Meet the Mennonites (Sky Arts, Sky 020, 9.30pm). You might think that the small Central American country of Belize was isolated enough for the ultra-conservative Christian
communities of Mennonites who live there, but this documentary follows a breakaway group from a community known as Little Belize as they set up a new colony in the Peruvian jungle. Some members of the group are worried that their community has become tainted – they expelled their doctor for using a mobile phone – and want to remain true to their original doctrine.

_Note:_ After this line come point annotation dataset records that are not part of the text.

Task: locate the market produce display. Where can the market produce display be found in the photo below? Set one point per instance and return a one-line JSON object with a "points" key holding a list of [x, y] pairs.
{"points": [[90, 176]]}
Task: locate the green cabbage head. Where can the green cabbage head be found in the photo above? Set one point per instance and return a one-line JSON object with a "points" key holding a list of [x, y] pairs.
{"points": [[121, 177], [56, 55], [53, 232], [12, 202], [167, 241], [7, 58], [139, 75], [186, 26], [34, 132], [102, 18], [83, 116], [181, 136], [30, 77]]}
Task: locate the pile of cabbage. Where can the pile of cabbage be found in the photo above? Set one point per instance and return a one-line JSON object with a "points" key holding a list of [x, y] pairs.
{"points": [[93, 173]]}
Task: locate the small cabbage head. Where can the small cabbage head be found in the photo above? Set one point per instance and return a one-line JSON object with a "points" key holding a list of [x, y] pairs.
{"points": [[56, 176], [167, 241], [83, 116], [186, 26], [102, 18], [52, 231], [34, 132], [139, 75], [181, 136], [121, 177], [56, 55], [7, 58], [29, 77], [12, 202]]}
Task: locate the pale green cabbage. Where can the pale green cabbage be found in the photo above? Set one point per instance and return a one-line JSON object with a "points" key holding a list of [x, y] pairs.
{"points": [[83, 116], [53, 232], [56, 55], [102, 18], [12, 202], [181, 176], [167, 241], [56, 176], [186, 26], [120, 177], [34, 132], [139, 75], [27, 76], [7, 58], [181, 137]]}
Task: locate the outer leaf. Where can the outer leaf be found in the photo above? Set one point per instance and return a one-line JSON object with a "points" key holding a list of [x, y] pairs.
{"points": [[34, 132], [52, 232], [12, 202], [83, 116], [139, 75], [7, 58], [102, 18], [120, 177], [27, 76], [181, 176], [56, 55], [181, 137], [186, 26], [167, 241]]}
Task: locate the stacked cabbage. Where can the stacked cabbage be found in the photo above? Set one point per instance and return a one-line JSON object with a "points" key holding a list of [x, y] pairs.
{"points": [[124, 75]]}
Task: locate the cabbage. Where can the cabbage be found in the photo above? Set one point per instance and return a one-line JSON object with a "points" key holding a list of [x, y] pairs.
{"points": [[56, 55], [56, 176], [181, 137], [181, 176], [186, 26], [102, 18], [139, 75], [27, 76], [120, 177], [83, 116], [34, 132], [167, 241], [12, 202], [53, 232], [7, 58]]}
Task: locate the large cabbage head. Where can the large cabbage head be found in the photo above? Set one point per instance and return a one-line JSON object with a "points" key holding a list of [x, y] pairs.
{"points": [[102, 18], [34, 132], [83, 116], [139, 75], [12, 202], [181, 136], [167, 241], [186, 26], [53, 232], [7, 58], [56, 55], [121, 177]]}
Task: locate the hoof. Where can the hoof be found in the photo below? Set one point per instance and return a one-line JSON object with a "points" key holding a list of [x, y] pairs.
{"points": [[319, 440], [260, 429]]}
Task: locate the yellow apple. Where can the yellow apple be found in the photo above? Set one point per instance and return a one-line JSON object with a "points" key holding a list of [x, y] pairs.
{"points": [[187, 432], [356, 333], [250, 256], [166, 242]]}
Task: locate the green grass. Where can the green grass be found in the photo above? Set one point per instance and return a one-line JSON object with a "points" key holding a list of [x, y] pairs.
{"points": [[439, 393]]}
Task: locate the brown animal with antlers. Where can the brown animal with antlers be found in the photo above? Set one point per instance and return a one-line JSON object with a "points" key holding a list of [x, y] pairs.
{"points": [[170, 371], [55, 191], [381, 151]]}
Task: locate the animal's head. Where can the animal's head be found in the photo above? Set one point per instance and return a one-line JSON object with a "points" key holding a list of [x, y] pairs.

Louis Theroux: Mothers on the Edge (Prime, 9.45pm). Even the usually impassive Louis Theroux is thrown by what he finds in two specialist units in the UK that treat postpartum depression and other mental illness in new mothers. It was difficult for him to believe that mums could have no feeling for their babies, telling one, “I think you do love him,” and questioning his own biases: “I wondered about my urge not to believe a woman could be indifferent to her own child.” It’s a subject that is not often explored; another valuable contribution from the immersive documentarian.
FRIDAY NOVEMBER 29
MasterChef Australia (TVNZ 1, 7.30pm). It’s the final! And we thought it went on forever. The top three are tasked with creating a three-course menu for 20 diners; the winner takes home a handy A$250,000 – nearly $280,000 in our money
– a fancy car and a column in a food magazine. Fans of the show may already know that this will be the final appearance of judges Matt Preston, Gary Mehigan and George Calombaris, who were unable to come to an agreement with Network 10 over the terms of their contracts. The new judges for season 12 next year are Jock Zonfrillo, the owner and chef of a restaurant in Adelaide; Andy Allen, who won season four of MasterChef Australia and has had much success with his own restaurants; and the series’ first female judge, Melissa Leong, who is a food writer and broadcaster.
The Feed (TVNZ OnDemand).
It sounds like Black Mirror: all of humanity is connected by technology implanted in the brain, although perhaps, as this British thriller is 10 episodes, it will be able to more deeply explore the implications of our connected world. It worked for Russell Davies’ Years and Years. The Feed is based on the novel of the same name by Nick Clark Windo and stars David Thewlis as the creator of
“the Feed”; Game of Thrones’ Michelle Fairley as his CEO wife; and Guy Burnet and Nina Toussaint-White as their son and daughter-in-law, who have been trying to live off the grid – or the Feed, as the saying goes. Incredibly, an implant in the brain may not be the next stage in human evolution and things start going horribly wrong when users become violent and murder-y. The writer, Channing Powell, worked on The Walking Dead for five seasons, which gives you an indication of where it could be going.